Vivimos en una sociedad que desde una edad temprana nos somete a una alta demanda.
Desde pequeños se fomenta la competitividad, con la exigencia de ser los primeros, de ser mejores que los otros. Se nos inculca la idea de que los segundos no valen, que triunfas o no vales. Es la ley del todo o nada. Nace de este modo, aún sin quererlo, la competición con el semejante, la necesidad de victoria, el triunfo a toda costa.
Aprendemos que cualquiera puede ser el enemigo, que la amenaza proviene del exterior, que en nuestra defensa todo vale, que el fin justifica los medios.
Vamos temerosos por la vida. Aunque con apariencia de seguridad, superioridad y autosuficiencia, no hacemos más que protegernos de ese enemigo figurado, de ese implacable oponente, de ese devastador contrincante que nos acecha y persigue, seguros de que, como hemos aprendido, la amenaza es exterior.
Desde la infancia interiorizamos esta creencia que contribuye al desarrollo de la agresividad, genera estrés y percola en nuestro interior hasta condicionar nuestra conducta habitual; nuestro estilo de afrontar la vida. La forma de resolver los problemas y conducir nuestras vidas se construye sobre este basamento.
El cambio de comportamiento del individuo de esta manera educado, solo puede producirse mediante la interacción de dos desarrollos complementarios; el desarrollo personal a través de un ejercicio de introspección -conócete a ti mismo- y la influencia del grupo.
¿Dónde está el compromiso social, el compromiso grupal para educar, para ayudarnos, para protegernos, para enseñarnos a tolerar los defectos ajenos y lo que es peor, los propios?
En África se dice que para educar a un niño hace falta la tribu entera. ¿Qué hace nuestra tribu?
Kanchu Sunadomari en su libro “El Espíritu del Aikido”, narra que en una ocasión, escuchó a un niño en un programa de radio contar que en su interior habitaban demonios malos y demonios buenos que siempre estaban peleando. Cuando ganaban los malos y se comportaba mal, su madre le regañaba, pero su madre no sabía que mientras le regañaba, los demonios buenos estaban diciendo “lo siento”.

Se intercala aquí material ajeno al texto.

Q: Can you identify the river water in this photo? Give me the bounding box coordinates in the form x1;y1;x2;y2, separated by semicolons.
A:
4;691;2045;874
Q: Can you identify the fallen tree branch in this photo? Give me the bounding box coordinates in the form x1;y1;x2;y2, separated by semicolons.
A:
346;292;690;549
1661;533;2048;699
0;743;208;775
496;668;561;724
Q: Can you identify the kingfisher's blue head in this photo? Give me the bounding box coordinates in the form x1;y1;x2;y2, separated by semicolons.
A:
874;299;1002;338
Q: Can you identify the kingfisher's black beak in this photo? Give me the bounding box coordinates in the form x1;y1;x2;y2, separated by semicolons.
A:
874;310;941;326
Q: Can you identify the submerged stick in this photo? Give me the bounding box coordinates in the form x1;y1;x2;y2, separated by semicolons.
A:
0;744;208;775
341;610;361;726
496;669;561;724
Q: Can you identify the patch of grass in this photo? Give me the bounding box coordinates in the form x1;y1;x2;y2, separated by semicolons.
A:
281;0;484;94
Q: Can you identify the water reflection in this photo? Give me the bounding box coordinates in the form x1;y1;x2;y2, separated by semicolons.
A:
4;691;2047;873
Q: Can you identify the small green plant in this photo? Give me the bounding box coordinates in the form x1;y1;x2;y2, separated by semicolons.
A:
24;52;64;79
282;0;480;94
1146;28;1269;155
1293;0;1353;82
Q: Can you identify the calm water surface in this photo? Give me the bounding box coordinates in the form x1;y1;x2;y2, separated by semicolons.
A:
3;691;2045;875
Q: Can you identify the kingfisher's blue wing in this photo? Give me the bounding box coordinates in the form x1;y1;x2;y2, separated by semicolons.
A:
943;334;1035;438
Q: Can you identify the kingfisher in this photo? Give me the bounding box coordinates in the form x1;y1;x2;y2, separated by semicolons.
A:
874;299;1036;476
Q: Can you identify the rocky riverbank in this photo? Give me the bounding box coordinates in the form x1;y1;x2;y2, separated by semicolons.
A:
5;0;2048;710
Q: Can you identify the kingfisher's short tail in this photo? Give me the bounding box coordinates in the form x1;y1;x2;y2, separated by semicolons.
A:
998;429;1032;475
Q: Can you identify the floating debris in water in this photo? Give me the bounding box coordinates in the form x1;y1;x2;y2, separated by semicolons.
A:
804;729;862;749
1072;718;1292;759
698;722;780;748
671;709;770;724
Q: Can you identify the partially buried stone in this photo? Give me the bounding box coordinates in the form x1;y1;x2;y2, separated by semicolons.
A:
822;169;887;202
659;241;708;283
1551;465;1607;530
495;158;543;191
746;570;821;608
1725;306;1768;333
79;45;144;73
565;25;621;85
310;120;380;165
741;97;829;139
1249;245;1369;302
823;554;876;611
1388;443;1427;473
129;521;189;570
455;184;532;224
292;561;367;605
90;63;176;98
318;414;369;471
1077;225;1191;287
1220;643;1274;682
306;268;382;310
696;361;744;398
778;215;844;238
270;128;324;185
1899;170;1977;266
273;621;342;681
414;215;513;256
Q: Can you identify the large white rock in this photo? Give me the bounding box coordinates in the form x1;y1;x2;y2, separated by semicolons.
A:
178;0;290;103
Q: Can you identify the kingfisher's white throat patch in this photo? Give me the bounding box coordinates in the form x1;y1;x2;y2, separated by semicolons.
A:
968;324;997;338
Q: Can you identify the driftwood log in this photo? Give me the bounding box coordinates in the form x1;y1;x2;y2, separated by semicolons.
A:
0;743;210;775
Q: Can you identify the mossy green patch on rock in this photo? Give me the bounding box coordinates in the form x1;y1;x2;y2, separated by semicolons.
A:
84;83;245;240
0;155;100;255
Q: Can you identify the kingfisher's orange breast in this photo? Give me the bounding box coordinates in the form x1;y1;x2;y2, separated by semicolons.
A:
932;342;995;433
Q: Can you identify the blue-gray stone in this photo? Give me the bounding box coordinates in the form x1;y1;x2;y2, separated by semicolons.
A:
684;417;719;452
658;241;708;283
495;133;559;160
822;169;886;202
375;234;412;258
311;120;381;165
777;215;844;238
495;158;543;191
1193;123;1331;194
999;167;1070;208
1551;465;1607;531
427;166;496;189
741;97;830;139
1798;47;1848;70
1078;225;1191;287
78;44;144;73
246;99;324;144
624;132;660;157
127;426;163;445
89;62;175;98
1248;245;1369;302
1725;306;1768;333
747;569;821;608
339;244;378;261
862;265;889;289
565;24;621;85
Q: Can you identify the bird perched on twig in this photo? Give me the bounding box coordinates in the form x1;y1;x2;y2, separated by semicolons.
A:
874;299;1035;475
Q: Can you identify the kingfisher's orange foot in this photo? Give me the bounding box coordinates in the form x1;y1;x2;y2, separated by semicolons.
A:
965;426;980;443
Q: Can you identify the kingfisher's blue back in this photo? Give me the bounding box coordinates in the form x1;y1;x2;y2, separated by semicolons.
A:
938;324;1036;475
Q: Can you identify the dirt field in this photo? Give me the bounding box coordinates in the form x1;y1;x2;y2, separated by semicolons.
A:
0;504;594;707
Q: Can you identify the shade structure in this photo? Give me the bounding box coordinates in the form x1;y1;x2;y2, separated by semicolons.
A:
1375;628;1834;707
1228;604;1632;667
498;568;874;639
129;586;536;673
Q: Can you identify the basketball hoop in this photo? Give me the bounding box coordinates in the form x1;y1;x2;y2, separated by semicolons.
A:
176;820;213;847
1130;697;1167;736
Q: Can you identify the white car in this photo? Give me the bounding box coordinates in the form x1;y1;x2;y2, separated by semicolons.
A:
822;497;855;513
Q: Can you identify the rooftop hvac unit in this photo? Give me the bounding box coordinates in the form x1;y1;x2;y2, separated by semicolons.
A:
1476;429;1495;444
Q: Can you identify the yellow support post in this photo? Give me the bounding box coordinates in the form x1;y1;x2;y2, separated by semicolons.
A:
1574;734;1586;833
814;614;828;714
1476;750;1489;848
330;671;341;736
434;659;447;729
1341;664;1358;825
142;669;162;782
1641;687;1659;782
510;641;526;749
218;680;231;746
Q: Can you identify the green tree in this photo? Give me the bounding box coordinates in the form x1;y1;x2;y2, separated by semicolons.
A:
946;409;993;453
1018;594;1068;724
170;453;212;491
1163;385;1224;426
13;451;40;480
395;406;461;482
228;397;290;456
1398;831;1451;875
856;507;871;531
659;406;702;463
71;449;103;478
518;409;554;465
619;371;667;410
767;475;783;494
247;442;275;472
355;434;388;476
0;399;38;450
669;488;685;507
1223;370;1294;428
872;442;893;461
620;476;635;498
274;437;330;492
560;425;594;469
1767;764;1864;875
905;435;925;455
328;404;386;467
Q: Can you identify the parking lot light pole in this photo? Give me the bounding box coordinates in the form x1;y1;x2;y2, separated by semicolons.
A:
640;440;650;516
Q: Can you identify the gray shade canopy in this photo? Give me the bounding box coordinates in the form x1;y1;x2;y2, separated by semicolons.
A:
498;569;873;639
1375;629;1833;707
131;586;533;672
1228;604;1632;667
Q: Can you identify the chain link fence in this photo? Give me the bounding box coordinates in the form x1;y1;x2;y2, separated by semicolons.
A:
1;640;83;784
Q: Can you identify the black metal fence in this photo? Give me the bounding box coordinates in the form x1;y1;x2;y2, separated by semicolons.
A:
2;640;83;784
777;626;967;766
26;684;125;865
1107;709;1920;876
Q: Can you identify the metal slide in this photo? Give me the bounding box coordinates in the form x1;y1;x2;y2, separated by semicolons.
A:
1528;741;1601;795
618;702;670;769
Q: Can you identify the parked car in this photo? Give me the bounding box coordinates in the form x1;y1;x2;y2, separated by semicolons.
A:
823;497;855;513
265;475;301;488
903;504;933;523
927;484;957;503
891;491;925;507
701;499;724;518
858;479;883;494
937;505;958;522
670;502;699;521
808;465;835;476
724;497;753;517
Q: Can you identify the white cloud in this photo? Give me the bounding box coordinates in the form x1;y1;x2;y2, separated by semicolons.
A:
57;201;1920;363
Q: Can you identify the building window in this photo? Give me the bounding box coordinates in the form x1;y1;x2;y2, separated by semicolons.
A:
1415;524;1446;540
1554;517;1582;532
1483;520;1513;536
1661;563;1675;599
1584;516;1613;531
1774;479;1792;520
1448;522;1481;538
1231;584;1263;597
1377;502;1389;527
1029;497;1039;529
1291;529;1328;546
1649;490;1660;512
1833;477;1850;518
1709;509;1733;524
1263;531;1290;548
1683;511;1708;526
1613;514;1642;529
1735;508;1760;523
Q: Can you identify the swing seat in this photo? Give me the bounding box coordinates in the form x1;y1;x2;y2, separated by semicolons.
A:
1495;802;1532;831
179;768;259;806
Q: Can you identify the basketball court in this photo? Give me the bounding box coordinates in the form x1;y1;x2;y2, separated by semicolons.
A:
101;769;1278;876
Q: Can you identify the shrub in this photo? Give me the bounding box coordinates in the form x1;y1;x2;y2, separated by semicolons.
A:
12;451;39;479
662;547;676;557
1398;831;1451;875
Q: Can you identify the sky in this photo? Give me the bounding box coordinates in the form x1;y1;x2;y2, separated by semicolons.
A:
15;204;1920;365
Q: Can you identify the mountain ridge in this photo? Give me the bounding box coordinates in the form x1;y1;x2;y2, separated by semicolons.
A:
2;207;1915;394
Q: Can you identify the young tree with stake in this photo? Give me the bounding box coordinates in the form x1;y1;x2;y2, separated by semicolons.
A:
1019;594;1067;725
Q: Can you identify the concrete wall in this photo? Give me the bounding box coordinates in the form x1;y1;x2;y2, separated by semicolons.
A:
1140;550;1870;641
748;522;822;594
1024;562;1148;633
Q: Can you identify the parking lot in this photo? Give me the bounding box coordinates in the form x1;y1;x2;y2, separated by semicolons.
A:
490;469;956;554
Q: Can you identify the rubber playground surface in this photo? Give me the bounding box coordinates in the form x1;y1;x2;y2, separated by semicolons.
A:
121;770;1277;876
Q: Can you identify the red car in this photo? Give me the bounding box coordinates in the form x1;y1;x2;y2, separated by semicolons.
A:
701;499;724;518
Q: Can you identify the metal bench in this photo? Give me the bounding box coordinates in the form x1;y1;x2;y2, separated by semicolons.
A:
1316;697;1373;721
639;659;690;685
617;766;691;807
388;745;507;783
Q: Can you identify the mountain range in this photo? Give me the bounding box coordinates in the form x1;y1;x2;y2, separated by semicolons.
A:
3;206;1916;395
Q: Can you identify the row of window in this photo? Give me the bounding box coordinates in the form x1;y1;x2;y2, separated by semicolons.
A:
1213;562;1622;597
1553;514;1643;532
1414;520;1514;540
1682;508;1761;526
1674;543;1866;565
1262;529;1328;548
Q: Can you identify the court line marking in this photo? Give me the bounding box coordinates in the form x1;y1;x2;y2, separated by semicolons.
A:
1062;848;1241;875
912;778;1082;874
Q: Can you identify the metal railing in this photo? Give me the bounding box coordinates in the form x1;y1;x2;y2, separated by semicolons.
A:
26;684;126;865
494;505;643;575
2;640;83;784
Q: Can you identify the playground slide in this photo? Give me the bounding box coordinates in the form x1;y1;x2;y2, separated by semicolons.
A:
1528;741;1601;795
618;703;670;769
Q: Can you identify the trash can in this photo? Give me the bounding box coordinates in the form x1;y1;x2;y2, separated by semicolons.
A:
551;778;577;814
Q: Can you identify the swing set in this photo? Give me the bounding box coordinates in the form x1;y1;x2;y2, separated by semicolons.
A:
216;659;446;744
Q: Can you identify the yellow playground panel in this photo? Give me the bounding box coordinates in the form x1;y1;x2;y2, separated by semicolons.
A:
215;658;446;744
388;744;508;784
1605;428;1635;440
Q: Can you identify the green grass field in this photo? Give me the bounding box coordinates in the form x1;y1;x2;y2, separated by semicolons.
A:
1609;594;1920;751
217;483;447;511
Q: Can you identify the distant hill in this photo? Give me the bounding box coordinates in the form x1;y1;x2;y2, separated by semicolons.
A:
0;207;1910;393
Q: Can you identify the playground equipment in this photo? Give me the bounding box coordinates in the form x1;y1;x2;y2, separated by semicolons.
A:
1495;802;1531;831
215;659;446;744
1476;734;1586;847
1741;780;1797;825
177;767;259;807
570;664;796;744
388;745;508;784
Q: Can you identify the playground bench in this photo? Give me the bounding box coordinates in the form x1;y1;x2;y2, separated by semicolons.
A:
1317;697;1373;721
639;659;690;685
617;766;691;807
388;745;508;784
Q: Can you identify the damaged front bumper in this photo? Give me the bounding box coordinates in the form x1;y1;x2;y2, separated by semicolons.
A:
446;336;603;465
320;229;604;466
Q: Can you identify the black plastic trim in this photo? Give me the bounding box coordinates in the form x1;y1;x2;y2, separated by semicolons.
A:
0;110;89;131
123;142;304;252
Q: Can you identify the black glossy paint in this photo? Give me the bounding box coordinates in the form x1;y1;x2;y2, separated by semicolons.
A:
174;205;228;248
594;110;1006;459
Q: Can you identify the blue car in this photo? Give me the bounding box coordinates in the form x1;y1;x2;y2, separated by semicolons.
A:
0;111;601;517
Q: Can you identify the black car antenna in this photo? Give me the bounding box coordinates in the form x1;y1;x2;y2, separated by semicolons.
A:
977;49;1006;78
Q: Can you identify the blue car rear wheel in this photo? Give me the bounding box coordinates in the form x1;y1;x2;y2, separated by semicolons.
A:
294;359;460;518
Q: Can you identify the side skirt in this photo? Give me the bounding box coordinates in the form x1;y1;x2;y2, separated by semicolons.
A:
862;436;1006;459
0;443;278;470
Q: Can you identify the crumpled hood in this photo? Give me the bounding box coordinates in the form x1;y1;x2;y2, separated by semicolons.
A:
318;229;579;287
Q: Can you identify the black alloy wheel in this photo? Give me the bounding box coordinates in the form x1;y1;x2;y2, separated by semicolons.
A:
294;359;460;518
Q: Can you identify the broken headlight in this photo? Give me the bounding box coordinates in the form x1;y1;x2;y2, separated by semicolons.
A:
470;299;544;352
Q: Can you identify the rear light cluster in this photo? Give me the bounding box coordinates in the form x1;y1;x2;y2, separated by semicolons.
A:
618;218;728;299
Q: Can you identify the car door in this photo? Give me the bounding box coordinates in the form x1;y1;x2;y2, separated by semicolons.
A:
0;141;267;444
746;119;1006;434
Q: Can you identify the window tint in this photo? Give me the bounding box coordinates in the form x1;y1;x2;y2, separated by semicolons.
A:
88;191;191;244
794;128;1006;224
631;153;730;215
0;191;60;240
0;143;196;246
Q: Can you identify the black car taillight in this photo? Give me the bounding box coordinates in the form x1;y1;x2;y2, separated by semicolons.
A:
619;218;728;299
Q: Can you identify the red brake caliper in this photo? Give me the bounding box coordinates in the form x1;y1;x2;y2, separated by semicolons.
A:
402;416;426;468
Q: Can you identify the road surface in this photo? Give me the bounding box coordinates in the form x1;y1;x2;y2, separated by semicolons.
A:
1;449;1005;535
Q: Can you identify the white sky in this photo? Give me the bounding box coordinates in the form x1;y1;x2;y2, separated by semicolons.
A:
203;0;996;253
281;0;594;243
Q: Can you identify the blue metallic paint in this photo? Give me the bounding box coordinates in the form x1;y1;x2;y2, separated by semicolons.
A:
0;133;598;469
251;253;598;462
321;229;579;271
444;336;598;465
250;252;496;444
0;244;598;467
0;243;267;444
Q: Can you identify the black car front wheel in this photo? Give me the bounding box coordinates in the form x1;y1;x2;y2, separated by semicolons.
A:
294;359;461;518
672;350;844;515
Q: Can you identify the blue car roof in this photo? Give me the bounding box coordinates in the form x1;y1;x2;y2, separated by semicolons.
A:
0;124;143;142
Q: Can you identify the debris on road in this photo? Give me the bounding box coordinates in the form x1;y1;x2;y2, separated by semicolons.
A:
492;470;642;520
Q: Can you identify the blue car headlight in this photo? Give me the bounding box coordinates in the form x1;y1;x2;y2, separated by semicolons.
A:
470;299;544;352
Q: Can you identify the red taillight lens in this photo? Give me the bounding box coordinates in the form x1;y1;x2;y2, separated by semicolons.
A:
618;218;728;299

Ahí es donde hay que incidir, ahí, donde se libra la auténtica batalla, en nuestro interior, y es aquí donde irrumpe el Aikido con fuerza.
Quienes practicamos Aikido, como la tribu en África, a través de la práctica debemos educar al recién llegado y retroalimentar a los que en la práctica se mantienen, en el desarrollo de la paciencia, la modestia, la cortesía, el respeto al igual y al diferente, la ayuda desinteresada, la tolerancia, la aceptación de la diversidad, la sinceridad, la asertividad no tensionada.
El Aikido ayuda al individuo a observar su interior, a resolver situaciones de conflicto físico (materializado en un ataque del oponente) mediante el control de impulsos primarios y de la propia violencia, matando a nuestros demonios malos, porque el enemigo real viaja dentro de nosotros, dejando que los buenos se empleen en resolver la situación garantizando nuestra seguridad -porque no se trata de dejarnos vencer-, pero a la vez protegiendo al oponente incluso de sus propios actos -porque tampoco se trata de humillar-, dejando siempre abierta ante el oponente -por no sentirse éste mancillado- la posibilidad de dejar de serlo.
El maestro Saotome enseña que el Aikido se entrena en el dojo y se practica en la vida. Os aseguro, y muchos ya lo habréis comprobado, que este comportamiento aprendido gracias al Aikido y a sus practicantes, aplicado a nuestras vidas -familia, trabajo, vecindad-, contribuye indiscutiblemente a la resolución sin violencia de conflictivos y a una convivencia en paz.